Monday, August 06, 2007

In which the Loveless Cynic hates on America

not that I don't do this all the time. But I took my computer to Best Buy to get more RAM. In the process, my last name underwent a series of metamorphoses.

Let's say my name to start out with was, oh, Kawasaki. For some reason, my mother's account has her listed as Kasasaki. And by the time I got my computer two days later, the name on the folder with the RAM card in it read Kasakawa. Making it all but unrecognizable to me.

Perhaps this isn't such a big deal for most of you. But I'm oversensitive and irritable. I have a longish and somewhat difficult, somewhat ethnic last name, I should be used to this. But it still bothers me every time.

There are enough people in America with ethnic last names, we should be able to get them right.

7 comments:

Magniloquence said...

Oy. That's annoying. And your name is all phonetic-like and everything. I can't imagine there being anything in there to mess up. If nothing else, they should be able to sound it out....

I don't have that particular problem, just the one where people want to take my perfectly ordinary, geographic name and mix up the letters at the end. Let's call me "Kenya"... somehow, people always want to make it "Keyna" or "Keyan" or something like that, and then people can't figure out why I'm rolling my eyes at them because they should know this. I am a popular vacation spot. It shouldn't be that hard to remember.

Lizard said...

people want to transpose the letters of my name all the time. my mom has a hard time with her italian last name, too. at least it makes it easy to spot the telemarketers.l44

lovelesscynic said...

Mag, hee hee, a popular vacation spot. I like that.

Lizard, it is true though isn't it? An unusual name can be a blessing sometimes. Whenever someone on the phone mispronounces a name, I always feel tempted to shout "Hey Mom, it's some person who doesn't know us on the phone."

Thin Black Duke said...

I feel you. It's a matter of respect for me. Now I have the most Anglo name ever, so no one ever messes it up here in the States, but that look of dread that I see on a kid's face on the first day of class as I'm doing roll call and she expects me to call her "en-guy-en" always saddens me.

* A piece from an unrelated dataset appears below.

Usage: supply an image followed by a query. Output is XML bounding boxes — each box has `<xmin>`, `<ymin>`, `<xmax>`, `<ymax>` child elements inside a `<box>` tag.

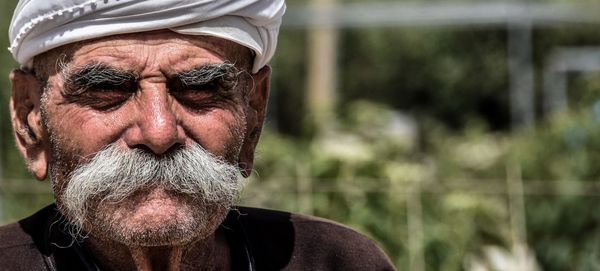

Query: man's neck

I mean really, if you're unfamiliar with a name is it that hard to just ask how to spell or pronounce it?

Thin Black Duke said...

Heh, speaking of having the most Anglo name ever, it does make me chuckle when people that only know me by name (potential employers, for instance) meet me for the first time and are visibly shocked to find a Black man staring at them. I can just see them thinking, "Damnit, if you were named Tyrone or Malik, I would have known better than to call you in for an interview."

lovelesscynic said...

TBD, I think at this point, I wouldn't even mind if they could just spell it correctly. Pronunciation aside, you could just copy. I think my favorite is Kawaski, where I become vaguely Polish.

Your story about job interviews reminds me of a Japanese American one, where some people named Ohara make a reservation at a hotel, and when they get there the staff assumed they were O'Haras, and so are chagrined to discover that their guests aren't actually white.

Magniloquence said...

*snorts* Yeah. I can relate to a lot of those stories. People who haven't heard my name yet (like the people who call me at work) tend to do verbal doubletakes when they hear it or see me. I guess I don't sound dark enough for them.

My sister ... let's call her Tennessee ... finally just gave up and renamed herself "Lisa" for when she goes to Starbucks and stuff. She doesn't even try to get them to spell her name (which was, y'know, the name of a famous place, and a TV show or two, and at least one starlet ...). It's her middle name that really gives people fits.

That's what we call her by most of the time anyway, but I don't really expect anyone to get that that "soo" sound at the front of it is actually a "tsu." She looks Hispanic (or possibly Polynesian), so people don't really reach for the 'hey, your name must be Japanese' bag when they're trying to spell her name.